LTS Secure Warning: How to remove Xorist Ransomware

Xorist is a Ransomware type virus created using Encoder Builder v.24 from to lock victim’s data. It emerged in 2016, but, during the past two years, the malware has received several updates. Currently, there are about 12 different versions of the virus. All members of this ransomware family have been using the same encryption strategy to lock files on the targeted machine.

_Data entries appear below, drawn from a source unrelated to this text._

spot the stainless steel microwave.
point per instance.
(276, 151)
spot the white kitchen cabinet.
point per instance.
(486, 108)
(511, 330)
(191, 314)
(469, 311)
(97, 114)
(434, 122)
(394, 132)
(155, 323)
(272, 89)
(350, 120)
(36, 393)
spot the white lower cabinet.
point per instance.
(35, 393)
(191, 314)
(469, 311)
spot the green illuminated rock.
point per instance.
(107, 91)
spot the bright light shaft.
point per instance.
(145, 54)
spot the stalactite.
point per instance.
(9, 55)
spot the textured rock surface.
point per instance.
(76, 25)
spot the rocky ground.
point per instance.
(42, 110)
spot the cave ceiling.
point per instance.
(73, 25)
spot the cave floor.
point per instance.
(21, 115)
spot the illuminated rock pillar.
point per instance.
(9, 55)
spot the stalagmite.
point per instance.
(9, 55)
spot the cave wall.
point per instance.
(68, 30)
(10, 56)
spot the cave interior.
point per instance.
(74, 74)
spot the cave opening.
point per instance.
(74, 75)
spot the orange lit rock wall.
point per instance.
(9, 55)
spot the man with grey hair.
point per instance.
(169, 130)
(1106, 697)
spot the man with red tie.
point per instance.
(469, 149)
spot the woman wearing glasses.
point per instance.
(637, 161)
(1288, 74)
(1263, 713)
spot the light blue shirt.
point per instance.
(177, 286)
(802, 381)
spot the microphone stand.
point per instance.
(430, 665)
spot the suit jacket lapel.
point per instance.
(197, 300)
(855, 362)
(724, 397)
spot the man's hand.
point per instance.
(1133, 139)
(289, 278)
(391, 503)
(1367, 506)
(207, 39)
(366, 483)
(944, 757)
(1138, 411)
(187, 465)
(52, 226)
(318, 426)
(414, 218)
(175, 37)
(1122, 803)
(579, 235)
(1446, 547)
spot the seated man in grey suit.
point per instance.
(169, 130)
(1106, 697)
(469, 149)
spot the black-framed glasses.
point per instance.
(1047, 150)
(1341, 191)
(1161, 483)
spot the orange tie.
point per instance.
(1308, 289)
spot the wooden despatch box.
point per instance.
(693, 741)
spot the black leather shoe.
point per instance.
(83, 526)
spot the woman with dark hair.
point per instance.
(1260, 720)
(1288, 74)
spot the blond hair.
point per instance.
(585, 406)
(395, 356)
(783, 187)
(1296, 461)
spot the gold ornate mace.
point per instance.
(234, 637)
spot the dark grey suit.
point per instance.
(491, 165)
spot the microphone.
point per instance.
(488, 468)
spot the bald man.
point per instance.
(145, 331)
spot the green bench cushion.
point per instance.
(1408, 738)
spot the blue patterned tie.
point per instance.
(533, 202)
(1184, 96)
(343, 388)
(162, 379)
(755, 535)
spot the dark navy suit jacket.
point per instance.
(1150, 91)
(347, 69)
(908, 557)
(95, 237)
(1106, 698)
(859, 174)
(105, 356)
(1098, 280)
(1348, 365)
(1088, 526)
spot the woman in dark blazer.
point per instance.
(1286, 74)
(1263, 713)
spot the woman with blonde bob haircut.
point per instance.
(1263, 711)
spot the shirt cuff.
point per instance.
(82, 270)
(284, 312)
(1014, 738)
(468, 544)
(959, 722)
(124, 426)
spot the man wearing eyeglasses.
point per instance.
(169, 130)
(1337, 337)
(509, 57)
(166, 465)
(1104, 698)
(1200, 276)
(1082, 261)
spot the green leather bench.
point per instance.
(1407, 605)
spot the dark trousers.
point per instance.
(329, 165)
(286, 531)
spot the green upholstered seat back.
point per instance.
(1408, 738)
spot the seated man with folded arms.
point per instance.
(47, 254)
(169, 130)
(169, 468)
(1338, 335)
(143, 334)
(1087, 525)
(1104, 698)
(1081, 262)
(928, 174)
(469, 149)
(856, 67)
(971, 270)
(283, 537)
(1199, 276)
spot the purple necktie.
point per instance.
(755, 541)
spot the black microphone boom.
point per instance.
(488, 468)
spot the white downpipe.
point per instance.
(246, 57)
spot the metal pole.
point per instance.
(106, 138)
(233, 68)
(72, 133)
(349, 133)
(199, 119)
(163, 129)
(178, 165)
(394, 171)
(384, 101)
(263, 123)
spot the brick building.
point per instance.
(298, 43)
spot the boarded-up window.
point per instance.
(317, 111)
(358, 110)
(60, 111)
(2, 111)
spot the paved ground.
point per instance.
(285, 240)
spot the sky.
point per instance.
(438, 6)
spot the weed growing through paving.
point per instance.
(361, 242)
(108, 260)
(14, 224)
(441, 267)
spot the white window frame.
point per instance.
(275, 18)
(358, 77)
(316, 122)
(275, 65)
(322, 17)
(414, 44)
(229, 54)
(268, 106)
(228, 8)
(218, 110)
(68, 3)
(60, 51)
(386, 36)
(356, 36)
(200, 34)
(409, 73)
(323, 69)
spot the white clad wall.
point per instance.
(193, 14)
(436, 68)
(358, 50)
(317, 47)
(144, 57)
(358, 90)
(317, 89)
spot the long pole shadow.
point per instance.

Typically, they rely on XOR or TEAcryptography, but each version might append unique file extension and delivers a ransom note in the text file where victims are asked to transfer a specific amount of Bitcoins for data recovery.

Technical Details

When all data are locked, it delivers a ransom note in the same READ ME FOR DECRYPT.txt. file, where victims are asked to contact them via repair_data@scryptmail.com and pay 0.8 Btc for Cerber decryption software. However, paying the ransom is not recommended. It’s clear that the creators of malware are just trying to make as much illegal money as possible by developing new versions of the same virus.

Impact

Variants of Xorist Ransomware:

  • Team Xrat Ransomware: This version has been discovered on August 2016. Mostly targeted Portuguese computer users. The virus encrypts files with RSA-2048 encoding system and hides the decryption key. To the encrypted files, malware appends .C0rp0r@c@0Xr@ file extension and delivers a ransom note “Como descriptografar seus arquivos.txt.”
  • XPan Ransomware: Malware emerged in September 2016. It uses AES-256 encryption and appends either .____xratteamLucked and .one file extensions. The unique feature of the ransomware is that after infiltration it check the default language of the computer.
  • Zixer2 Ransomware: This variant of the Xorist uses Tiny Encryption Algorithm and appends .zixer2 file extension.
  • Imme Ransomware: Malware uses XOR encryption algorithm and appends .imme or .imme.teras.completecrypt file extensions.
  • AvastVirusinfo Ransomware:  This variant aims at Russian-speaking computer users. It appends .[8 random chars] extension to each of the targeted file and installs a ransom note called “??? ???????????? ?????.txt,”
  • Crypto1CoinBlocker Ransomware: Malware uses RSA-2048 cryptography to encode files on the affected computer. When all files are encrypted, ransomware delivers a pop-up window with a ransom-demanding message. The same data recovery instructions are provided in the HOW TO DECRYPT FILES.txt file too.
  • Hello Ransomware: It’s the recent variant of Xorist malware that emerged in August 2017. Malware spreads and is executed from the iji.exe file. Once this file is run on the system, it starts scanning the system and looking for the targeted files. To all of the encrypted data it appends .HELLO file extension.
  • Cerber Ransomwar: Despite the reference to the notorious Cerber Ransomware, the malware happens to be another version of Xorist virus.
  • Cryptedx Ransomware:  This is the newest version of Xorist crypto-malware. The virus is already detected by 53 security software vendors as dawdawd.exe. Fortunately, just like previous its versions, it can be decrypted with the help of Emsisoft decrypter.
  • Xorist-Frozen Ransomware: Xorist-Frozen is the latest Xorist Ransomware version that has been detected at the beginning of February 2018. According to the latest reports, the Xorist-Frozen is very similar to its predecessors. It uses XOR file encryption algorithms and creates a HOW TO DECRYPT FILES.txt ransom note. Currently, the file extension appended to the encrypted files is not known.
  • Xorist-XWZ Ransomware: Xorist-XWZ is the newest version of the Xorist ransomware family. It has been detected in the second half of March 2018 by a group of ransomware researchers. This variant uses XOR encryption algorithm to render personal victim’s files useless.

Recommended Actions

Cyber criminals use various techniques to spread this virus, such as malicious spam emails malvertising, fake or illegal downloads, etc. However, by following a few simple rules, you can reduce the risk of getting a computer virus.

  • Never open emails that come from unknown senders.
  • Avoid reading emails that fall into “Spam” category.
  • Do not click on suspicious content while you browse the Internet.
  • Download files only from trustworthy web sources. Besides, you should save them to your computer system instead of running/opening them immediately.
  • Backup your files.
  • Protect your computer with a trustworthy anti-spyware or anti-malware software.